何ヶ月も放置していたMacを開いたら、バッテリーを20%くらい残したまま、まだスリープモードだった。この薄くて清潔な銀色の筐体を前にしてると、便利な世の中だなって思う。

 

このブログをずっと放置していたことに気づいたのも、久しぶりにMacを開いた瞬間だった。前に更新したのは、1月くらいだったかもしれない。半年近い間、いろいろなことが過ぎていった。

 

大学を出て働き始めた。

 

3月いっぱいかけて10万字くらい書いた小説を、またライトノベルの賞に出したけれど、箸にも棒にもかからなかった。そんな、苦しまずに、反吐も出さずに書いたものの結果なんて、こんなもんだろう。

 

スマホを高スペックなものに買い換えて、インターネットのDeepさを知った。

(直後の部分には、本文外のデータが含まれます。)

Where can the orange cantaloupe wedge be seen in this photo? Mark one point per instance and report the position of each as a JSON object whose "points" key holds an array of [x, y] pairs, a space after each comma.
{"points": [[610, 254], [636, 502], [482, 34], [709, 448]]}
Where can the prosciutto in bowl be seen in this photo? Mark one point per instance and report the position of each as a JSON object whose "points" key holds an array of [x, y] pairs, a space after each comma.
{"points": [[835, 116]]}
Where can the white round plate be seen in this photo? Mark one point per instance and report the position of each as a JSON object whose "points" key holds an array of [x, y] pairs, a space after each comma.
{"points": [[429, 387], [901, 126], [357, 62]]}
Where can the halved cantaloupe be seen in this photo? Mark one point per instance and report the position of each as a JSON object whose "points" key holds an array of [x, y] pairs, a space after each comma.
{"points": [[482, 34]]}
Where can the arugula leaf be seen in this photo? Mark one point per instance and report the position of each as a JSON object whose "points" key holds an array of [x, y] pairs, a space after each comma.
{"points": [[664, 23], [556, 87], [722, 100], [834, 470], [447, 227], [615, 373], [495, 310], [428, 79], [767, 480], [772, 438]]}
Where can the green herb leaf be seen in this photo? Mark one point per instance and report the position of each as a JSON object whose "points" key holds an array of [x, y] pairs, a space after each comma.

それとも、多少はWebに関係している今の仕事のせいだろうか。中学の時にガラケーを買い与えられ(その時は、そんな言葉なんて、なかったけど)、すぐにケータイ・ネットの沼にはまっていったあの興奮が、このところ毎日のように押し寄せてくる。

 

思い返せば、それ以来ブログを書いたりネットに小説や漫画の真似ごとを載せるのが好きになったのは、自分も誰かに対して泡沫の暇つぶしを与えてやりたいという「夢」だったのかしら。ネットサーフィンの興奮は、ものすごく冷めてる。テレビのザッピングどころじゃない、一瞬一瞬、泡立っては潰れていく、無限の…。たった10年前でさえそうだったのだから。だけどそれが心地よかった。

 

アノニマスな、やりたい放題の情報を、そっと盗み見ては扉を閉ざす。ネットサーフィンとはよく誤魔化した言葉で、本当はdeepなseaの探検隊だ。価格や著名や信憑に揺るがされない、価値の均一化した感じがあったんだ。

 

だいぶ暇な時間は減ったけれど、もう少し続けてみたく思った。やっぱり風船に手紙を飛ばすよりは、手紙を入れた瓶を海に逃がしたい。その方がロマンチックだから。

 

文章もずいぶん下手になった気がする。これから本とか、音楽とか、映画とかについて、毒にも薬にもならないテキストをぺたぺた貼る、凡百なブログが続いていくとしたら……。

 

「烏合の衆」「有象無象」「その他大勢」「馬の骨」……を、前にした時ほど、心のトキめくことはなく……。